Judge Stanton engaged in some real leaps of logic in other parts of her decision. At one point, she argues both that an expert for the plaintiffs conceded that the use of “assault weapons” in crimes declined during the ten years that the federal AWB was in place, and that it’s too early to tell what kind of impact the federal ban may have had. It’s one of many points in the opinion that made me think the judge came to the case with a decision in mind (the ban on these guns is fine) and worked backwards from there.

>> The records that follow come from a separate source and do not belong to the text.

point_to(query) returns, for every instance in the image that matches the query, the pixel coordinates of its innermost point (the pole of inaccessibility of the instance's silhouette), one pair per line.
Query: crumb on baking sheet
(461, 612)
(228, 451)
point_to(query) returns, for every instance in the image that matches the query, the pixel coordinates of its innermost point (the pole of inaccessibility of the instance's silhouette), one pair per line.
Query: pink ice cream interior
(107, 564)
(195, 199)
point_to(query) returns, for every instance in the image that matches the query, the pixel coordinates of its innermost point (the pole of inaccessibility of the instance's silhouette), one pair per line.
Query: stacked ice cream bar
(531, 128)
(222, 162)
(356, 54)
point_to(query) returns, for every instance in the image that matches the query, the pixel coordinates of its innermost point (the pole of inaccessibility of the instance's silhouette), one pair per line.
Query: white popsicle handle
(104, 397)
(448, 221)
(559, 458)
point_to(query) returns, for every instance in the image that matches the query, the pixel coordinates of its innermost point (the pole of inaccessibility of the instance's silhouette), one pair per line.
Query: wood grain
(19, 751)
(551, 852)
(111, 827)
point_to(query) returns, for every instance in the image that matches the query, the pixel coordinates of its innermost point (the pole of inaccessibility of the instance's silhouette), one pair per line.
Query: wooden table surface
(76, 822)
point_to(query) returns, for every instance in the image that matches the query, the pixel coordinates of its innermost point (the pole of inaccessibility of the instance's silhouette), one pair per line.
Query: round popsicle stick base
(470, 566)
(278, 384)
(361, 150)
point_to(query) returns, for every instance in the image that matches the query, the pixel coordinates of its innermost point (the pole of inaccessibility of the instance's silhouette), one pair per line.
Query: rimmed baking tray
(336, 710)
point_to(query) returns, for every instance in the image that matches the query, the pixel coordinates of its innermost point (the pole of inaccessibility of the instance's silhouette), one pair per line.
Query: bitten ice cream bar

Again, I expect this case to be appealed to the federal 9th Circuit, but this decision will undoubtedly embolden gun control activists around the country. Expect to see several California-style bans introduced in state legislatures over the next few months, and don’t be surprised to see former California Attorney General Kamala Harris vow to put something close to California’s ban on the books if she’s elected president. From one bad decision we may see many consequences.